In off shore structures stress concentrations usually occur at the intersections of tubular members (i.e., tubular joints). For some joints, the stress concentration can produce a maximum stress at the intersection as high as 20 times the nominal stress acting in the members. Stress concentrations have aggravated the fatigue of tubular joints in many existing offshore structures. Therefore, an accurate computation of stress concentrations is of utmost importance in a tubular joint design.
The first part of this paper presents a discussion of the finite-element analysis method and the associated computer program developed exclusively for the analysis of tubular joints. The second part of this paper describes the parameter study carried out by means of the computer program. Formulas for estimating stress-concentration factors for simple joints commonly used in offshore structures are derived from the results of the parameter study. The usage of the resulting formulas is illustrated by a numerical example.

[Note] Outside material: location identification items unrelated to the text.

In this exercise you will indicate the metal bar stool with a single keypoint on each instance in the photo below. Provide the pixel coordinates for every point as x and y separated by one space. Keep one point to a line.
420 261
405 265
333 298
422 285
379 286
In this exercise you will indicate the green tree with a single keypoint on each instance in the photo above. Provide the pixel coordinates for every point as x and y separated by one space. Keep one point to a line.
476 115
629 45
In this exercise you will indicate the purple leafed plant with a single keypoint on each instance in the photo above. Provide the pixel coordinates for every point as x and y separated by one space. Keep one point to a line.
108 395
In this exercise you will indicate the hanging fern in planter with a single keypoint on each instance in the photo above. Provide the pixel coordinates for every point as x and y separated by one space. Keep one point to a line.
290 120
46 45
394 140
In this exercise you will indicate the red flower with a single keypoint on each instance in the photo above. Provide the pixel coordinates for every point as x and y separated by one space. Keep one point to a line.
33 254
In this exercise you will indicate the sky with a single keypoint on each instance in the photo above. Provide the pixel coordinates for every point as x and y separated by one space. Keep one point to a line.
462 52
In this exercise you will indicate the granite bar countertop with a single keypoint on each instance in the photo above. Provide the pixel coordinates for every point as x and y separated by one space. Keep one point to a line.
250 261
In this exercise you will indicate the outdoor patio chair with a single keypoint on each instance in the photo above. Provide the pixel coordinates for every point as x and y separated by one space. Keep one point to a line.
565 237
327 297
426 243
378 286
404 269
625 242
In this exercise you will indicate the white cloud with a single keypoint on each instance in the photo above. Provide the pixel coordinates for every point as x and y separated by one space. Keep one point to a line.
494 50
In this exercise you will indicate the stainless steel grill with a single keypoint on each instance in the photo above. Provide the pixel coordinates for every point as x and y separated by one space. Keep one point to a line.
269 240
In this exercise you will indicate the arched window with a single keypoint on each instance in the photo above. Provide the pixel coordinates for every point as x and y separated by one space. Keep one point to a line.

In offshore structures such as fixed platforms and semisubmersible drilling vessels, tubular members comprise the main load-carrying components. Examples of cracking and even complete separation at the intersections of such members have been cited previously throughout the literature. A typical example of such an intersection is shown in Fig. 1. The member of greatest diameter will be referred to as the chord. The smaller diameter members framing into the chord will be called branches. The sections of the chord wall lying within the branch intersection line (if present) will be called plugs. Fig. 2 shows the various simple joint types referred to in this paper.
Because of the relative complexity of the geometrical configuration of tubular intersections as well as the thin-shell theory governing their behavior, reliable prediction of the stresses in such joints by analytical techniques has proven to be costly as well as difficult. Early attempts at analysis ranged from elementary strength-of-materials approaches such as the "punching shear" method to more complicated treatments that solve the governing equations by means of Fourier Series superposition.